# Krumkake For Christmas Too Soggy



## london (Dec 14, 2009)

We have an electric Krumkake iron and use it every year at Christmas.

These are the thin ice cream cone shaped treats that you can eat plain or filled with berries or whipped cream.

Last year we froze some with a cream filling, and when we took them out they were all soggy?

Any way to prevent the cones from becoming soggy, after freezing?

Comments will be appreciated.


----------



## swift (Dec 14, 2009)

Did you freeze the with the cream filling or did you seperate the cream filling from them. That would be the first thing I would change.


----------



## london (Dec 14, 2009)

*Froze with the filling*



swift said:


> Did you freeze the with the cream filling or did you seperate the cream filling from them. That would be the first thing I would change.
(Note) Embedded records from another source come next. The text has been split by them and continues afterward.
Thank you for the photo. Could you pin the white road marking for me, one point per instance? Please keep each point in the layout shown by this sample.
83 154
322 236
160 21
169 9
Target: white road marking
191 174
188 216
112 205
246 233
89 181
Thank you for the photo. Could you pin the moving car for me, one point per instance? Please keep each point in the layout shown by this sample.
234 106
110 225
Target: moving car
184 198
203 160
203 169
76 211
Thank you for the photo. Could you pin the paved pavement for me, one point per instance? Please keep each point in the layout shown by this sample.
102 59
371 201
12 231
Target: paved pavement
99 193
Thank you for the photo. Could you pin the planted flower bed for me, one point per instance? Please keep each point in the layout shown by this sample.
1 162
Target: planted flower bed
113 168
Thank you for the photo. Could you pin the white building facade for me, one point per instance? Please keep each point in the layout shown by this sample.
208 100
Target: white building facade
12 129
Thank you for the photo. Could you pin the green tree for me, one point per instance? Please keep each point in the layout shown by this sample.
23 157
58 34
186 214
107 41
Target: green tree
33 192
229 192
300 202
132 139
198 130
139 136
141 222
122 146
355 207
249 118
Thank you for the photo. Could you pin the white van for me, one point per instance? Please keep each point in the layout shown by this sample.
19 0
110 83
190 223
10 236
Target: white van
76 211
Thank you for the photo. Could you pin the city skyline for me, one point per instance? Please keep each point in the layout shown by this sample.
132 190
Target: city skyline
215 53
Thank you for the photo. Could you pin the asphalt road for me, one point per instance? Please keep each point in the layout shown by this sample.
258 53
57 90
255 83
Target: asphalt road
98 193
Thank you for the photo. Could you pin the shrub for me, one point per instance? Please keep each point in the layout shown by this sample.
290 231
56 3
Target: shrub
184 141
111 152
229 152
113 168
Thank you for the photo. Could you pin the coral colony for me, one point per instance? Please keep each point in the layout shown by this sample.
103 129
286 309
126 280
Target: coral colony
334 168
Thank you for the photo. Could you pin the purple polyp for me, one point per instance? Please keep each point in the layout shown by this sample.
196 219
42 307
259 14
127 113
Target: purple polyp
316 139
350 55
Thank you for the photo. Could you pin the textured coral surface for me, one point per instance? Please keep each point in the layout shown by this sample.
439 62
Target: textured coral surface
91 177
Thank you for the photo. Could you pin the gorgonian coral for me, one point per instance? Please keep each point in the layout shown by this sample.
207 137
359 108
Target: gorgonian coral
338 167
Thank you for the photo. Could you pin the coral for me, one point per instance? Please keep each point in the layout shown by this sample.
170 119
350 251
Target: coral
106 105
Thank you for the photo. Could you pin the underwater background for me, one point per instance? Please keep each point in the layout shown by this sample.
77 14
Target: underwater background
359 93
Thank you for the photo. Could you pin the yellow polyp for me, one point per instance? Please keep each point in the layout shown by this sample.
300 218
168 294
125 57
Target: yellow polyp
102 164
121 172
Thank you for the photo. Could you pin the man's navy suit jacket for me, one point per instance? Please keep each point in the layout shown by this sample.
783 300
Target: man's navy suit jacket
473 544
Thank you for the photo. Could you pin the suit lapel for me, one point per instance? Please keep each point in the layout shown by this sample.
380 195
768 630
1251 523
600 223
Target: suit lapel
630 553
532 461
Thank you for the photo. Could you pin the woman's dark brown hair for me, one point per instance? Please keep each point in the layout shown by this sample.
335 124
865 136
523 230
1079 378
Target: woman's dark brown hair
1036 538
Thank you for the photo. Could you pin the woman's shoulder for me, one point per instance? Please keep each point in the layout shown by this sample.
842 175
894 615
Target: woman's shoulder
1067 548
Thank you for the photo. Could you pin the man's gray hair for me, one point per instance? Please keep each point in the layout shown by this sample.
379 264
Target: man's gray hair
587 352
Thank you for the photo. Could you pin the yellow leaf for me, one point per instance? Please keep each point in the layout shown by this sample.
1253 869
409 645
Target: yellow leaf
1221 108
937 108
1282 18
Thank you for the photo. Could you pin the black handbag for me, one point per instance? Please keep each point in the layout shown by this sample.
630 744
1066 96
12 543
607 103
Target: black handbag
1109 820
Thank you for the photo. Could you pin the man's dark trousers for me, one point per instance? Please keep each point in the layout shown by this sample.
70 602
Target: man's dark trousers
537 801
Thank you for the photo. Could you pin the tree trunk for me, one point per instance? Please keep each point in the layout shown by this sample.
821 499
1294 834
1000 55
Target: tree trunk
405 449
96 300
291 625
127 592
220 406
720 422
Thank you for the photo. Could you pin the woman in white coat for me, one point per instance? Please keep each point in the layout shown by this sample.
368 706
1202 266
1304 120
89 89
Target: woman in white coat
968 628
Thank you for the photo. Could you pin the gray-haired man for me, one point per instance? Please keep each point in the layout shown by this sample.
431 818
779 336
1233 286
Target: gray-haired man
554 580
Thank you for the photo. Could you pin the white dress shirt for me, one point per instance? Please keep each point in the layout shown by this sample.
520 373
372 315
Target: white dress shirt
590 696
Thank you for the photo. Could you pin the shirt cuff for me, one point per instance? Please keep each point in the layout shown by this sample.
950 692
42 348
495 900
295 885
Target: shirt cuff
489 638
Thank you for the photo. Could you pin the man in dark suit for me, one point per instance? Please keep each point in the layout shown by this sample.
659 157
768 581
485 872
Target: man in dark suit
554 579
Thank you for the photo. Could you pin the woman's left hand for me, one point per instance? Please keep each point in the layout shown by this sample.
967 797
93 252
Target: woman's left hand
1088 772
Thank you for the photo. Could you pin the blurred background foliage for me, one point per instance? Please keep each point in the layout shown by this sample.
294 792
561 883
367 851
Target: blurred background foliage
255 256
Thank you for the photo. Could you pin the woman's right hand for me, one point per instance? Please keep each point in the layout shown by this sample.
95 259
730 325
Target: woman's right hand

We froze the cones with the filling in them. That was our mistake, apparently.


----------



## stmartinfan (Dec 15, 2009)

They should freeze OK if done unfilled.  My mother used to make dozens of these, plus other Christmas goodies, and store them all in the unheated porch of our house in northern Minnesota.  Of course, it was just like putting them in the freezer - and often with the below zero temps, much colder than a freezer!  They were always fine.  We ony eat them unfilled, but I can see how they would be good with a cream filling.  I'd say it's similar to cream puffs, in that you want to store them unfilled because they get soggy otherwise.  Depending upon how long you want to store them, you may not even want to freeze. They probably won't get stale, and crisper is better, so you don't need to worry about them drying out.


----------